The urgency of the climate crisis requires making US agriculture resilient to climate impacts while moving the agricultural sector toward climate neutrality. Farmers and ranchers recognize the fundamental threat that the climate crisis poses to agriculture and our shared future and they have unique solutions to offer.
First introduced last Congress, the reintroduced version of the ARA, now with a Senate companion, incorporates important modifications. The ARA expands provisions to better serve farmers of color, as well as beginning and veteran farmers and ranchers; makes conservation programs more accessible to organic and transitioning-to-organic producers; and incorporates perennial agriculture throughout the bill, recognizing the climate mitigation and adaptation contributions of these production systems. All of these changes will help California’s diverse agriculture.
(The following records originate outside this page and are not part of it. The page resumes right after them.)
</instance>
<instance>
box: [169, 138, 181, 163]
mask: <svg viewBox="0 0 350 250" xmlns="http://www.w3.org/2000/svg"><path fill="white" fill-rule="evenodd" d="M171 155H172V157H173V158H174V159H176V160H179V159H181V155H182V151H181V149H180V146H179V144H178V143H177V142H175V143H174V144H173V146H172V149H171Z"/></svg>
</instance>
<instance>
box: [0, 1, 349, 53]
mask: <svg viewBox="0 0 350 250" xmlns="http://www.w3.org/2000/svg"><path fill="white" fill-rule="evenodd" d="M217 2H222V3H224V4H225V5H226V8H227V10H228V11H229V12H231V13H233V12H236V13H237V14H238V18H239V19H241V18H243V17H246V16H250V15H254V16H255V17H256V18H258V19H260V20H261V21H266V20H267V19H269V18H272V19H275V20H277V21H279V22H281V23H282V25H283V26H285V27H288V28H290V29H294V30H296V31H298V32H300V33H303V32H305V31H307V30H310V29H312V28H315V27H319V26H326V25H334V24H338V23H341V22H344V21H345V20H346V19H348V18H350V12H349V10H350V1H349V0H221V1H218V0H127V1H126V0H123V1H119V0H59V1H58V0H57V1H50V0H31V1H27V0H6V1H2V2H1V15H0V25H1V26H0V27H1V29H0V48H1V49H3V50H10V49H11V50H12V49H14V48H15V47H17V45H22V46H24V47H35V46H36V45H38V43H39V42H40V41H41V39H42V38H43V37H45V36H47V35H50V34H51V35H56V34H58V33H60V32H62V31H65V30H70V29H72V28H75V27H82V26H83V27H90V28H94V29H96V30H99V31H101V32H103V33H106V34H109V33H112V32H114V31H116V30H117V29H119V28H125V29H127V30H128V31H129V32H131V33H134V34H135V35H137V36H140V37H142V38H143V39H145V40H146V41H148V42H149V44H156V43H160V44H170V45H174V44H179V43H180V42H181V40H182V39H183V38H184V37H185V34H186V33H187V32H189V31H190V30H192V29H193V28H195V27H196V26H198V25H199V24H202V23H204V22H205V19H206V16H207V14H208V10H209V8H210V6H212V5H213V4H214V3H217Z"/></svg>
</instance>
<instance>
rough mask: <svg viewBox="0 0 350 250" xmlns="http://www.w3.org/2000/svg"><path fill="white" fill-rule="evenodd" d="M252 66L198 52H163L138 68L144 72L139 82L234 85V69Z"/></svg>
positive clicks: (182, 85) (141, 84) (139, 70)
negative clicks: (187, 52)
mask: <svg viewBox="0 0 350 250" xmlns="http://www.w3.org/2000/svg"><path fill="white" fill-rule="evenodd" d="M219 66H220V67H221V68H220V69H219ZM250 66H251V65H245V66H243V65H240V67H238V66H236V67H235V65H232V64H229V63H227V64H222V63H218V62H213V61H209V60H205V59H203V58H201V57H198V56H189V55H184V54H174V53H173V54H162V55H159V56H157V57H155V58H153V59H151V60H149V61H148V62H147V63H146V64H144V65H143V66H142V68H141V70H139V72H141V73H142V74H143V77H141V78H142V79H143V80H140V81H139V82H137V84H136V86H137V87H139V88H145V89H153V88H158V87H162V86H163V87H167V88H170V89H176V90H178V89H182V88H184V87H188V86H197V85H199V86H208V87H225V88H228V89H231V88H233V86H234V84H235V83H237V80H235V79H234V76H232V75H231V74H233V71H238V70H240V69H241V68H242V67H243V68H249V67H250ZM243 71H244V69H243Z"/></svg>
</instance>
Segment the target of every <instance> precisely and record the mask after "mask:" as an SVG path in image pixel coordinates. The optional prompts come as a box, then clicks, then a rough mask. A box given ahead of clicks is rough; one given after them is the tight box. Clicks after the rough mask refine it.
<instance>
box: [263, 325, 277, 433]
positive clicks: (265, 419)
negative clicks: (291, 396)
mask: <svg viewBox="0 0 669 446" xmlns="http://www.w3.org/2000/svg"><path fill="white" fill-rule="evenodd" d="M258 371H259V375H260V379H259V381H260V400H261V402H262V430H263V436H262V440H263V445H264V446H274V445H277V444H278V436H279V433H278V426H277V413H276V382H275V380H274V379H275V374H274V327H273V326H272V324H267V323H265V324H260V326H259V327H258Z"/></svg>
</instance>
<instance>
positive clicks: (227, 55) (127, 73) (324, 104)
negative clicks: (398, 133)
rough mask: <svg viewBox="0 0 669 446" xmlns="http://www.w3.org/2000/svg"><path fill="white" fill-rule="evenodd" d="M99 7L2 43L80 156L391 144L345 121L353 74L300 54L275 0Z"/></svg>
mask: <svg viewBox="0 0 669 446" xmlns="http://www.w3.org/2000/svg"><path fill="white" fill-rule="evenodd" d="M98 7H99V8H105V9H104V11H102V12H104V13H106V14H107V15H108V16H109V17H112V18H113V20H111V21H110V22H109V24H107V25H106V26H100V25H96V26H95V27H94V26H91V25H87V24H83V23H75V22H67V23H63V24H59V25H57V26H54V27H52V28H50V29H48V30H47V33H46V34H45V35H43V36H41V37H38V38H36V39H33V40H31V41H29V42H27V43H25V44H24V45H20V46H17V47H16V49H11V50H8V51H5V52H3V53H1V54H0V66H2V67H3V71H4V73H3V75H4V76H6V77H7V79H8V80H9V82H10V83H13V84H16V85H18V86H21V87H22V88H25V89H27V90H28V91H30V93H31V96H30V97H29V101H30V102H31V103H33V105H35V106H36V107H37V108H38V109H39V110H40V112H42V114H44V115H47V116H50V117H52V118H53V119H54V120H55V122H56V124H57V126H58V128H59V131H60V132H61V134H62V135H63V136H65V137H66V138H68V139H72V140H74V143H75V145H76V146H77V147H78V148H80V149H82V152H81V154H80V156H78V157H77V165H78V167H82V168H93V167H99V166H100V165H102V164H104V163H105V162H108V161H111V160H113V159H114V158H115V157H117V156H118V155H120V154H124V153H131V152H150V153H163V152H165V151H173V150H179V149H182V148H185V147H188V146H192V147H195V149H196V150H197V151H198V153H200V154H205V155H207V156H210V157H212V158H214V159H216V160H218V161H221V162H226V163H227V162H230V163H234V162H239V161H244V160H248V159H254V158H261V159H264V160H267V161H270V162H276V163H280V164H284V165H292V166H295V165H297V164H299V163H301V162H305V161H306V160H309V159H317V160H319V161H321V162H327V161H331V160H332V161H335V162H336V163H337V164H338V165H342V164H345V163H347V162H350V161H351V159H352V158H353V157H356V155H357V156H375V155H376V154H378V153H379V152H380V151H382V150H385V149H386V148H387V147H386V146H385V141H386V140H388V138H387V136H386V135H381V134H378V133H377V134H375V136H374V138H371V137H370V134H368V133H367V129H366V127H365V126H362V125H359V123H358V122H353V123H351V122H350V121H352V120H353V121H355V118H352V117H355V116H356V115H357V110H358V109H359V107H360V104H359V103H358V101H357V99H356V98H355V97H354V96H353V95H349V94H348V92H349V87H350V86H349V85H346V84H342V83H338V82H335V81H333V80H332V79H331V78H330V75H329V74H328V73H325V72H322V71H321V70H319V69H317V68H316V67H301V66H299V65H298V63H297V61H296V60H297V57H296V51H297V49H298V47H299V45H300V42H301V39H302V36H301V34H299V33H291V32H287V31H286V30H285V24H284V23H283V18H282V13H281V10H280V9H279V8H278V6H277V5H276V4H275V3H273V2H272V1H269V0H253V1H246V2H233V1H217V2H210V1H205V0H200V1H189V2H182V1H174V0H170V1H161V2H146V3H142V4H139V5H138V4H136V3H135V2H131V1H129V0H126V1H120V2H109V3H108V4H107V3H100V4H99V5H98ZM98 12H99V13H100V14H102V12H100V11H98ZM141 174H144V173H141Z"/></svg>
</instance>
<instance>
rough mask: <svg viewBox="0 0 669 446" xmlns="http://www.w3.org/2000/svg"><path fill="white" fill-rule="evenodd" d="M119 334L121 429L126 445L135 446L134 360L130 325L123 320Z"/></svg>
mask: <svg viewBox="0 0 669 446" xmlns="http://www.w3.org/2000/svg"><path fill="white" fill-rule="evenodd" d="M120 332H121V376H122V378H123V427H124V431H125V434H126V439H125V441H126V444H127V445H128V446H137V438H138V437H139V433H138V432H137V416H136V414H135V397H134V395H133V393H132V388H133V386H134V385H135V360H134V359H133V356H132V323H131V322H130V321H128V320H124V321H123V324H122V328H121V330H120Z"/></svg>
Other items of specific interest for California: the Environmental Quality Incentives Program (EQIP), which is heavily relied on in California, would see increased funding of $1 billion and the beginning and socially disadvantaged farmer and rancher set-aside would be increased from 5% to 30%. There would also be additional technical assistance from NRCS and on marketing for these groups. Grants of up to $500,000 would be available for small scale meat processing. $100 million a year would be available for compost infrastructure. And organic certification cost share would be increased to $1,000 and the program guaranteed full funding.